Esta propuesta ha sido acogida con reticencia por países como Francia, Rusia o Alemania, que temen que el nuevo ejecutivo carezca de soberanía para bloquear operaciones de las tropas extranjeras.
En declaraciones tras reunirse en la Casa Blanca con Rasmussen, el presidente Bush aseguró que el Gobierno interino gozará de una "soberanía total y completa" y dijo que se registran progresos en las negociaciones sobre la resolución.
El primer ministro danés -que prometió que los soldados de su país destinados en Irak permanecerán allí- le insistió en que "necesitamos la transferencia de una soberanía completa a un gobierno iraquí que cuente con todos los principios y atributos de un gobierno soberano".
Previamente, en una conversación con el presidente egipcio, Hosni Mubarak, Putin indicó que la resolución sólo podrá funcionar si "permite al pueblo iraquí tomar decisiones por sí mismo y crea un mecanismo para el renacimiento de una soberanía auténtica".
Bush replicó, por su parte, que "llegaremos a un acuerdo que nos permita ayudar a los iraquíes a normalizar su país, de modo que su país pueda avanzar hacia unas elecciones".

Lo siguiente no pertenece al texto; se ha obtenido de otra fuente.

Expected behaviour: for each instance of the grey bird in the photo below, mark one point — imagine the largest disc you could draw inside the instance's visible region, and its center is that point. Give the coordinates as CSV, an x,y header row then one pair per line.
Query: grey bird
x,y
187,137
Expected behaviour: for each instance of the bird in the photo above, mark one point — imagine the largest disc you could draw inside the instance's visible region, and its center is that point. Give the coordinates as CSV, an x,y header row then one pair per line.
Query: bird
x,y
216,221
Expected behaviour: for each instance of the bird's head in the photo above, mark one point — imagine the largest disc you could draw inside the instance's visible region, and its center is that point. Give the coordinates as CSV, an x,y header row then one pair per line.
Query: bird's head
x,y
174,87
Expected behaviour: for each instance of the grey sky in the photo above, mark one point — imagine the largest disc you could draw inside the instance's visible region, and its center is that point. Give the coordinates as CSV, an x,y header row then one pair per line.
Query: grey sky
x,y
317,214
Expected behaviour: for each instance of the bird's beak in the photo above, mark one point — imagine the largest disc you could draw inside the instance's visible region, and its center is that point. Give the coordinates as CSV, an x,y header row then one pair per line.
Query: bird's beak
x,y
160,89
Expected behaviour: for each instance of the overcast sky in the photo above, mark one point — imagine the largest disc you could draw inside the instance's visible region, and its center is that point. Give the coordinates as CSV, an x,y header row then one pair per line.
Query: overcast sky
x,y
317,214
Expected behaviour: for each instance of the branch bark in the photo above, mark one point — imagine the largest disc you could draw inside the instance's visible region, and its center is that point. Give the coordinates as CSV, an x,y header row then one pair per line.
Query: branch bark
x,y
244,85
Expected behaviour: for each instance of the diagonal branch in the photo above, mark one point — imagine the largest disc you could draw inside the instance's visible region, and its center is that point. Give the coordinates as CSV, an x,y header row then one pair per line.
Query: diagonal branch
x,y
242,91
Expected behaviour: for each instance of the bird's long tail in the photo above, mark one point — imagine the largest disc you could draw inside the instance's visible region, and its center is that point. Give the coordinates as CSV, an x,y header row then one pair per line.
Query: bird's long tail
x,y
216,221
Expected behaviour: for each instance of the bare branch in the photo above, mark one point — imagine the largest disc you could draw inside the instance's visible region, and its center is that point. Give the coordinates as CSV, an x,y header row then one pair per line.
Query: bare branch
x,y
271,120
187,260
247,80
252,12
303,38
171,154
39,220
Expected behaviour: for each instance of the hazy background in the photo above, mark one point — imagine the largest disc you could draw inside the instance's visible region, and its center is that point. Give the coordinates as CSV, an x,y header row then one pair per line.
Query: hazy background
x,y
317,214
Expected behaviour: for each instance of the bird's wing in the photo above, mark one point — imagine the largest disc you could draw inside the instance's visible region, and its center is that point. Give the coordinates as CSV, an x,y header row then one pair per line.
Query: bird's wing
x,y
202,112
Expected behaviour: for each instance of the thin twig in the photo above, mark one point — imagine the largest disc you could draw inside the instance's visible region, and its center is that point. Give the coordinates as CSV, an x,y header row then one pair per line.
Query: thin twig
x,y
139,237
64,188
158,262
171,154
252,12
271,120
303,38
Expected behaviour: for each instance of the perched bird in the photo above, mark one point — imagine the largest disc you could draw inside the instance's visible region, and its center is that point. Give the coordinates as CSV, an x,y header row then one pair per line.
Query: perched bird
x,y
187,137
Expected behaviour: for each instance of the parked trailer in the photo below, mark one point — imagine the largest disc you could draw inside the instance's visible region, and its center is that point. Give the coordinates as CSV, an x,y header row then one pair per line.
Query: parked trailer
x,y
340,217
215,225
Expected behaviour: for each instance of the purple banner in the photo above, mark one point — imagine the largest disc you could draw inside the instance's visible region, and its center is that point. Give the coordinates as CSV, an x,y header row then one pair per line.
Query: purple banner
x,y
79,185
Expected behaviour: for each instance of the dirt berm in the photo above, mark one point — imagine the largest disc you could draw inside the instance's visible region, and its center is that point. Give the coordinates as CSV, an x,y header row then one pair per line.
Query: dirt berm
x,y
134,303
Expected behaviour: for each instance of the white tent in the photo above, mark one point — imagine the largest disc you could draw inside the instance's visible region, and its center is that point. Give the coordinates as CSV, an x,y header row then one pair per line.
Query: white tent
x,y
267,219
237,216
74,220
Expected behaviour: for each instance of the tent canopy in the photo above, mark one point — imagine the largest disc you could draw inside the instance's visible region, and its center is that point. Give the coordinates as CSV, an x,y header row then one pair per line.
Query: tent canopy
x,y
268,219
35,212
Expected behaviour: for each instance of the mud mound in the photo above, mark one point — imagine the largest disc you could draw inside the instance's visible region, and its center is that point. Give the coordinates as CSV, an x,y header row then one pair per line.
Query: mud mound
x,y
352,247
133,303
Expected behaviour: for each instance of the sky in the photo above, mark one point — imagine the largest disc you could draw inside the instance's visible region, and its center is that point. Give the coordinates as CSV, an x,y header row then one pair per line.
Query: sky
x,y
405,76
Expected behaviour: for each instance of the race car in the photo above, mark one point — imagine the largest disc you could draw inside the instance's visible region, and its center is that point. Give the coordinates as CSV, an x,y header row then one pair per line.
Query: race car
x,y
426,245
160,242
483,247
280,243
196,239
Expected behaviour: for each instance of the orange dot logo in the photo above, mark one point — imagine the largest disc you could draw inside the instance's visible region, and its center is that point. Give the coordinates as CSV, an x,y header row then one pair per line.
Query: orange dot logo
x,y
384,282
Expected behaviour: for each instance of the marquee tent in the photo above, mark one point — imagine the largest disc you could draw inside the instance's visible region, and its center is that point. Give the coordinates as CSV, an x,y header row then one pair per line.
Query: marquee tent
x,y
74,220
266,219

Según el portavoz presidencial, Scott McClellan, Estados Unidos ha recibido un fuerte apoyo internacional al texto general de la resolución y ahora las máximas autoridades se concentran en limar asperezas concretas con países concretos. "Todo el mundo reconoce que habrá algún tipo de refinamientos y de ajustes por el camino. Es parte del proceso", declaró McClellan. El secretario de Estado, Colin Powell, se pronunció de manera similar en una rueda de prensa, al indicar que "estamos en contacto con otros países para cambios en el lenguaje" del texto y "tenemos que trabajar algunos aspectos en las próximas semanas". Sin embargo, "estamos complacidos con los comentarios recibidos hasta el momento", aseguró, antes de agregar que "por ahora no he visto nada que sugiera que no podremos lograr un acuerdo". Acerca de una propuesta alternativa presentada por China, que hace más fácil que la ONU o el Gobierno iraquí decidan el final del mandato de la fuerza multinacional, Powell aseguró que "no es una propuesta como tal, sino una serie de ideas, y son unas ideas que tenemos en cuenta". Estados Unidos planea continuar con sus contactos diplomáticos para aprobar la resolución a lo largo de la próxima semana, cuando Bush se desplazará a Roma y la región francesa de Normandía, donde participará en los actos de conmemoración del 60 aniversario del "Día D". Washington cuenta también con dar un impulso al documento durante la reunión del Grupo de los Ocho países más desarrollados, que tendrá lugar entre el 8 y el 10 de junio en Sea Island (Georgia). Para entonces se espera que el enviado especial de la ONU en Irak, Lajdar Brahimi, habrá anunciado el nuevo gobierno de transición, formado por un presidente, dos vicepresidentes y un primer ministro al frente de un Ejecutivo de 26 carteras. El consejo de gobierno iraquí anunció hoy que el médico chií Iyad Alawi, uno de sus integrantes, será el primer ministro del nuevo gobierno interino. Ni Powell ni la Casa Blanca han querido pronunciarse, a la espera del anuncio del gobierno completo, que Brahimi podría efectuar este mismo domingo. El secretario general de la ONU, Kofi Annan, y Brahimi "respetan" la decisión del Consejo de Gobierno iraquí, según el portavoz del secretario general, Fred Eckhard.